University of Bangka Belitung (Indonesian: Universitas Bangka Belitung, abbreviated UBB) is a public university in Bangka Belitung province, Indonesia. Located just outside the provincial capital of Pangkal Pinang in the Merawang subdistrict of Bangka Regency, it is the only public university (Indonesian: Perguruan Tinggi Negeri) in the province.

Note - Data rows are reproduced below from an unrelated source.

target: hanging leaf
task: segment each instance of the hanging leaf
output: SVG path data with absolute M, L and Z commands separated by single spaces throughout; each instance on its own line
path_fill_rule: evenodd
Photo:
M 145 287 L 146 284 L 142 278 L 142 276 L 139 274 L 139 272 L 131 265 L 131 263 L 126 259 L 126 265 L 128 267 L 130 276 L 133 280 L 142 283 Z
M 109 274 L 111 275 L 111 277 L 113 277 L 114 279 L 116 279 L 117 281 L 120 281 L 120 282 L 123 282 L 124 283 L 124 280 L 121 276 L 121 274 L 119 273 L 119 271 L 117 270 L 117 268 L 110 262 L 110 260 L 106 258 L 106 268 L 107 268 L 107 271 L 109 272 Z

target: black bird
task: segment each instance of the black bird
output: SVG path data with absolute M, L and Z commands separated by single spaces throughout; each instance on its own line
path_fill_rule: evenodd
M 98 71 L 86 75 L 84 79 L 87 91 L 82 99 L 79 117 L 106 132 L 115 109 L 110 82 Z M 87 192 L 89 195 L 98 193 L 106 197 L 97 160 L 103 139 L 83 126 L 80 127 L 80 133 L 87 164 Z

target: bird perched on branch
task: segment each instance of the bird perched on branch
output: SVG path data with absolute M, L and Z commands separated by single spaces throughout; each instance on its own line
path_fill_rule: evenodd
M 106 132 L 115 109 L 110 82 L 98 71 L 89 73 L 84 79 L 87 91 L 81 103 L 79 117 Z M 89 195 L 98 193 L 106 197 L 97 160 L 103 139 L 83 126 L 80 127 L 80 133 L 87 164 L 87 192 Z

Formed by a merger of three higher education institutes in 2006 and formally inaugurated on 2010, the university currently hosts around 4,000 students with an annual intake of over 1,000 freshmen. It is the only university in the province which accepts students from the nationally administered SNMPTN system.

==History==
The province of Bangka Belitung separated from South Sumatra in 2000. Initially, the province had no major state universities, although there were multiple polytechnics and Sekolah Tinggi (Higher Education Institutes). On 12 April 2006, three such institutes: Politeknik Manufaktur Timah (Polman Timah), Sekolah Tinggi Ilmu Pertanian Bangka and Sekolah Tinggi Teknik Pahlawan 12 merged into UBB in accordance with Ministry of Education Decision number 52/D/O/2006. The university started off with multiple locations in Pangkal Pinang and Sungailiat, being effectively operated by the provincial government despite formally being under the authority of the central government. Polman Timah split off from the university in 2009, later becoming the State Manufacturing Polytechnic of Bangka Belitung (Polman Babel). Bustami Rahman acted as the first rector of UBB.

The university was formally inaugurated on 22 November 2010

==Students==
The university has over 4,000 active students in 2016. The intakes of freshmen were 1,004 from 3,133 applicants in 2014 and 850 from 3,688 applicants in 2015. Of this, management and accounting were the favorite subjects.

The university is the only one in Bangka Belitung to accept students through the national SNMPTN system, accepting 50 percent of its freshmen from the examinationless SNMPTN, 30 percent from the exam-based SBMPTN, and the rest from its own selection and testing.

In 2017, the university was rated 246th out of 3,244 HEIs in Indonesia by the Ministry of Research, Technology and Higher Education. This was an improvement from its 401st rank in 2016 and 770th in 2015.